Philippe Rodriguez-Jorda : Pour vous, qu’y a‑t-il au tout début d’une envie de mise en scène ?
Sylvie Bâillon : L’idée, l’impulsion qui préside toujours, c’est de rendre compte du choc que j’ai eu. C’est ce choc-là qui me guide. Ce n’est pas ce que je pourrais dire avec un texte. C’est juste rendre compte que « ça » m’a causé, et comment je peux en rendre compte. C’est une émotion… Je crois que ne sais pas agir autrement. J’ai trouvé que La SCIE PATRIOTIQUE de Nicole Caligaris racontait précisément l’état dans lequel j’étais. Moi je suis incapable de mots. Incapable, vraiment. Ça, il faut l’admettre. C’est pour cela que quand je mets en scène, j’ai l’impression d’écrire.
À l’époque, j’étais dans un cri. C’est paradoxal parce que c’est un texte très long… Comment le développer sur un temps ? Tu as la première émotion, et puis après tu as le travail. Après, on se donne des justifications pour que cela soit présentable.
P. R.-J. : Est-ce que le travail sert à retrouver la première émotion ou bien à l’entretenir ? Est-ce qu’elle est toujours là ?
S. B. : Elle est toujours là. Enfin, sur ce travail particulier, cela a toujours été là.
P. R.-J. : Ça sert à la cultiver en fait, à la développer…
S. B. : Oui. Parce que les metteurs en scène sont des interprètes et on ne se contente que de cela.
P. R.-J. : C’est-à-dire ?
S. B. : S’il y avait un sens par texte, quelqu’un en ferait la mise en scène et puis voilà tout. Ce sont toujours des interprétations que l’on construit parce qu’il y a plusieurs sens dans un texte de toute façon. Et puis cela dépend aussi de la position philosophique que tu as dans la vie. Il y a des moments où tu vas interpréter un texte de telle façon et puis à d’autres moments de telle autre. Sinon, un metteur en scène ne pourrait pas faire plusieurs mises en scène du même texte, comme l’a fait Antoine Vitez. C’est lié au temps.
Je crois de plus en plus que nous sommes des travailleurs du temps. Tisser les différents temps de chaque personne qui intervient sur la construction d’un spectacle est une des choses qui me préoccupe le plus. Le temps de l’auteur, du comédien, le temps du scénographe, du musicien, du constructeur… Ils ne sont jamais les mêmes.
Et le théâtre, c’est aussi donner un rendez-vous précis, c’est du temps avec un grand T. Tout cela se voit : un spectacle que l’on a répété trois semaines, ce n’est pas la même chose qu’un spectacle que l’on a répété trois mois.

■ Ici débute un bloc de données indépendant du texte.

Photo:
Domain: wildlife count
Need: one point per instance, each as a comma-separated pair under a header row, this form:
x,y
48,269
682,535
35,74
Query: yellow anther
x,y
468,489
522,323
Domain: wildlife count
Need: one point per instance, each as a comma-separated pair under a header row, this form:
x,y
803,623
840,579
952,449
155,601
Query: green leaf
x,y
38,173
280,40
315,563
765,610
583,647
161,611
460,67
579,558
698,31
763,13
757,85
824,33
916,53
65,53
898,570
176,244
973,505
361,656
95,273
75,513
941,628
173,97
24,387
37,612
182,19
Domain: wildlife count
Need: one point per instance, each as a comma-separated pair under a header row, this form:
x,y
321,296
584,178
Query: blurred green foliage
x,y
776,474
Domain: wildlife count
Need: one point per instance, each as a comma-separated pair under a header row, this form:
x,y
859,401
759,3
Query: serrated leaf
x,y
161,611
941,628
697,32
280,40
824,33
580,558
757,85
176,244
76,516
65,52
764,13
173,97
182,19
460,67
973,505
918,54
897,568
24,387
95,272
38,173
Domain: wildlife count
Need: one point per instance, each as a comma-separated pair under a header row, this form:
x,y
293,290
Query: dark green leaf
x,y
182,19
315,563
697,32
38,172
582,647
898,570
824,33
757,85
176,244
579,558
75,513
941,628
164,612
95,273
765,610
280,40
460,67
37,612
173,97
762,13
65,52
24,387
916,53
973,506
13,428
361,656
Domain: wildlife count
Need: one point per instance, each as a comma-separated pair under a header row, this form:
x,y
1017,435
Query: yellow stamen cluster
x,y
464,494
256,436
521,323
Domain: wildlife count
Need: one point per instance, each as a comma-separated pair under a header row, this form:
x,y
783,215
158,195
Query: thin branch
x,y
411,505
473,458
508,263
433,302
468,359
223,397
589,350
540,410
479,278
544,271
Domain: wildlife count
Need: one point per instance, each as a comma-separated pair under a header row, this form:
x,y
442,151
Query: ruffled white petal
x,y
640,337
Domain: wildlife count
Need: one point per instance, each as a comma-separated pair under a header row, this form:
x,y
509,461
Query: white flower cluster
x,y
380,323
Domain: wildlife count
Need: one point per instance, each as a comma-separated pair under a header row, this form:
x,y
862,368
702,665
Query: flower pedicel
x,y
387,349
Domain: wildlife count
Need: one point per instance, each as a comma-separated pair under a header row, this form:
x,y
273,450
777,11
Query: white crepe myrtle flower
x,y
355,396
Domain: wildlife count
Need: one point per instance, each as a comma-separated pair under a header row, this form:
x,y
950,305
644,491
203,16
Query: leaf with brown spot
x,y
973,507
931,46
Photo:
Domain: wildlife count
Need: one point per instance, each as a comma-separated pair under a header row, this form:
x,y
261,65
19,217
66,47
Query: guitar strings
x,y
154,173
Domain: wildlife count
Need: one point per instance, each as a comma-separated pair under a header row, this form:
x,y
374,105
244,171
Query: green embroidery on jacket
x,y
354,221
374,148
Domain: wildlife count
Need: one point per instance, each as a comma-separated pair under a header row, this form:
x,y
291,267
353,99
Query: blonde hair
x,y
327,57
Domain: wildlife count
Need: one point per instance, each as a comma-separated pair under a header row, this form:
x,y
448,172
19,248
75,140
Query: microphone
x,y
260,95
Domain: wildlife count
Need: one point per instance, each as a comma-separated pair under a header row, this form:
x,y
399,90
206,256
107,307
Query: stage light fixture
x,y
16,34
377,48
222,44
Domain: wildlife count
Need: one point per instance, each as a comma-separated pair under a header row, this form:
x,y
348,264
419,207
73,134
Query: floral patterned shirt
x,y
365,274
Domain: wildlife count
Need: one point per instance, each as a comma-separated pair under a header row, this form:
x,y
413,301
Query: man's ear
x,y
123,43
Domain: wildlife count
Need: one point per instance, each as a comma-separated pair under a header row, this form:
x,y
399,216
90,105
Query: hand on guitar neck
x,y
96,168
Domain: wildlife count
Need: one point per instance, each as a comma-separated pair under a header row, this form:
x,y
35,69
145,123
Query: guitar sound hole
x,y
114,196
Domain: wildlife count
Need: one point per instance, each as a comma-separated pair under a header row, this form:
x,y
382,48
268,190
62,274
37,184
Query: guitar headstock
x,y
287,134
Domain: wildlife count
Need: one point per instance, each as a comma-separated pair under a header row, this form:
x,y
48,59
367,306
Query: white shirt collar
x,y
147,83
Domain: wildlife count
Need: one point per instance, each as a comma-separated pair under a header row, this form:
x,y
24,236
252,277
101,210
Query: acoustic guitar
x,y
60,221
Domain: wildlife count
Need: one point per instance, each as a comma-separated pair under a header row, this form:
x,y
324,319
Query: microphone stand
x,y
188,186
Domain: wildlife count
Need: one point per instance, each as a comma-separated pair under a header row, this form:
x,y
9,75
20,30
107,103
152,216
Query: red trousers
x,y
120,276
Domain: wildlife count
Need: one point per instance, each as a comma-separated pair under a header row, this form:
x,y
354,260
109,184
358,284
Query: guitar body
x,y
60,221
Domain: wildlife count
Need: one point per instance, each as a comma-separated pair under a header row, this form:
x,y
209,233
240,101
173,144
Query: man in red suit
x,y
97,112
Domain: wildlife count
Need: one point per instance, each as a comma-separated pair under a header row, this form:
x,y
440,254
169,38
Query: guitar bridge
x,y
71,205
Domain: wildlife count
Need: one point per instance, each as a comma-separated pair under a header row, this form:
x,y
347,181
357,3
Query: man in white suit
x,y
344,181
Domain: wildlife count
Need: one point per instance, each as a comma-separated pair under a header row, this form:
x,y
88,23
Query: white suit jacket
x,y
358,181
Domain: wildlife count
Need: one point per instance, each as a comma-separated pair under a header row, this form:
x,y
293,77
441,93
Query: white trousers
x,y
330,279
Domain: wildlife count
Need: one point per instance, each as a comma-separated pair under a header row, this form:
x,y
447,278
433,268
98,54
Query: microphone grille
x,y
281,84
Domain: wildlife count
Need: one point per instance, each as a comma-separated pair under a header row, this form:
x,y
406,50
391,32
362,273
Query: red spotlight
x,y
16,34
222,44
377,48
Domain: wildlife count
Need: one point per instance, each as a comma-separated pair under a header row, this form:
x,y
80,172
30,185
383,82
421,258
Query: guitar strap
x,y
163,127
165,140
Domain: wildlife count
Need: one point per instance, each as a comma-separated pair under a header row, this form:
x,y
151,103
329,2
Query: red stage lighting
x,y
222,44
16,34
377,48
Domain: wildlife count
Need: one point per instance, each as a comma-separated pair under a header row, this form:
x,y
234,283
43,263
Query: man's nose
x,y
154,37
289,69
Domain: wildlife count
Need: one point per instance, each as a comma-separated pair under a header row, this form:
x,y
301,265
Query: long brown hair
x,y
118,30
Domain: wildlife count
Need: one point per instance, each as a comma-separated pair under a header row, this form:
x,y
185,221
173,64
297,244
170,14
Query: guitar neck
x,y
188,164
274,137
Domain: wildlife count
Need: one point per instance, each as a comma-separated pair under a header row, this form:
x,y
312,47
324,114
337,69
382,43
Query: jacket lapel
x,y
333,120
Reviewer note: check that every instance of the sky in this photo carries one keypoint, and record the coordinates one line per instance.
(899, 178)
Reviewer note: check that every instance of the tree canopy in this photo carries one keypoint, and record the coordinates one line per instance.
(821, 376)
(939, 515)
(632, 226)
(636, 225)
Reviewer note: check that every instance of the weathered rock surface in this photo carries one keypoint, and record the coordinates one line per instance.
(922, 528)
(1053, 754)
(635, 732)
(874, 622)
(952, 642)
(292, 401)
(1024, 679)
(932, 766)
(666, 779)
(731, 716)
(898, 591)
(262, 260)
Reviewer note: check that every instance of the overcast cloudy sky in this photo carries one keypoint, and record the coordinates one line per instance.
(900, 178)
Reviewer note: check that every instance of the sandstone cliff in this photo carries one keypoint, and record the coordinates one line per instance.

Après, il y a des choses qui se tissent, qui sont dans le spectacle, et que l’on n’énonce pas forcément, qui font partie de l’écriture. Comme, de plus en plus, on ne nous permet pas de répéter longtemps, on a de plus en plus de spectacles qui reposent sur un savoir-faire et qui ne reposent pas sur ces tissages subtils du temps que l’on passe ensemble. D’une recherche spirituelle.
C’est pour ça que pour moi le théâtre est un acte politique. Parce que l’on se bat contre ce qui nous contraint le plus, c’est-à-dire la course contre la montre. Alors que le théâtre est aux antipodes de cela.
P. R.-J. : Et si l’auteur était un interprète lui aussi, il le serait de quoi ?
S. B. : Il donne une représentation possible du monde. Donc une interprétation. J’ai appris en travaillant que nous nous construisons tous des représentations du monde et que c’est grâce à la confrontation de ces mondes que les échanges sont possibles. Il n’y a pas de réalité. Dès que l’on se met à parler, on organise, on est dans la représentation. Après, ce qui nous différencie de nos prédécesseurs, c’est que les gens arrivaient plus ou moins à se mettre d’accord sur une représentation commune du monde. Maintenant non. On défend chacun la sienne… Ce qui peut amener au ghetto, à des confrontations dures. Mais ça peut amener à l’inverse, à la tolérance.